The Daily of the University of Washington

Will's Word of the Week: Pundit


It’s the day after.

As I’m writing this several days before the election, I cannot predict what just happened, but there is a group of election forecasters who did, or at least thought they did. I’m talking about pundits, of course.

This plethora of professional pontificators descended upon our cable news shows, and, in true “talking-head” form, commented, critiqued and generally thought out loud about our crazy political season for months. I must thank my brother Gideon for suggesting this retroactively-timely word.

Pundit comes to us from the Hindi word pandit, and thus from the Sanskrit pandita — or panditah — meaning a “learned man,” or simply “learned” or “scholar,” according to the American Heritage Dictionary; note that Sanskrit is the very old, classical literary language of India.

Anyway, a pundit in the original sense of the word — as borrowed almost directly into English when, well, the English held India as a colony in various stages from the 18th through the first half of the 20th century — was literally a scholar skilled in Sanskrit, Indian philosophy and law, sometimes as a Hindu priest or teacher, according to the Oxford English Dictionary.

To be called a pundit, then, was a sign of respect.

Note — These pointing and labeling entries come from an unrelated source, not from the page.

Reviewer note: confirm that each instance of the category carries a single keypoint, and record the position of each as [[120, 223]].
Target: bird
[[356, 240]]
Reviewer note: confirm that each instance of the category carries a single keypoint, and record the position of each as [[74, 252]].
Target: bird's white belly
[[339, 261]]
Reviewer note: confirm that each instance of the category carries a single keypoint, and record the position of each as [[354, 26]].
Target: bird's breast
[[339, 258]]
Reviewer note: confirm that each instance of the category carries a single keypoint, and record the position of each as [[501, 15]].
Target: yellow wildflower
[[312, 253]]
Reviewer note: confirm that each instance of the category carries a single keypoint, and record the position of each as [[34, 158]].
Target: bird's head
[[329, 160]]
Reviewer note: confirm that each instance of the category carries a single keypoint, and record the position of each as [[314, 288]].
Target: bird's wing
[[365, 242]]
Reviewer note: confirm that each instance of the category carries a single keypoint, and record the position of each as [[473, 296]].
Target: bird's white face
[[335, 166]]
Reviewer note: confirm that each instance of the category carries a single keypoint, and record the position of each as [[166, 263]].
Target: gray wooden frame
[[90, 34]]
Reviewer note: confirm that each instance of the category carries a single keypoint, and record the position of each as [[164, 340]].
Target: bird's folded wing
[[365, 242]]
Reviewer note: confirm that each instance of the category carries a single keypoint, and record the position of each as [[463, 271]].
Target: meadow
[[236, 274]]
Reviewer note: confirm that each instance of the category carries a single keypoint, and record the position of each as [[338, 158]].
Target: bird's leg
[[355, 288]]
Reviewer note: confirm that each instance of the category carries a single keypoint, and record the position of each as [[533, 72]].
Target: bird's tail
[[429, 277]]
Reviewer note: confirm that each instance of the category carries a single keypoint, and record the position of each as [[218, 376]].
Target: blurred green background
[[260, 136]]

An example of the word in this usage can be found in John Fryer’s 1698 A New Account of East India and Persia, a book of natural history and local medical tradition that was the result of nearly a decade’s worth of travel and observation by a British doctor in the employ of the East India Company, as stated by the Oxford Dictionary of National Biography. The line reads, “Into Places of Trust and Authority he puts only Brachmins, or their Substitutes, viz. Pundits ... for Physicians.”

Pundit’s not-so-flattering definition as a public, self-styled “expert” appeared later, in the 1800s.

The first example of this meaning in written English can be found in 1816, in The Grand Master; or Adventures of Qui Hi? in Hindostan — yes, that’s the actual title — by a certain “Sam Quiz,” who, as near as I and the Dictionary of National Biography can place him, was the wide-ranging English journalist and writer William Frederick Deacon (1799–1845), known for his parodies and early championing of a then-young author named Charles Dickens.

The line in question reads, “For English pundets condescend Th’ observatory to ascend.”

By this point, the piddling pundits of the punditocratic punditocracy have pundited their punditly put political punditry — and yes, all of those variations of pundit are real.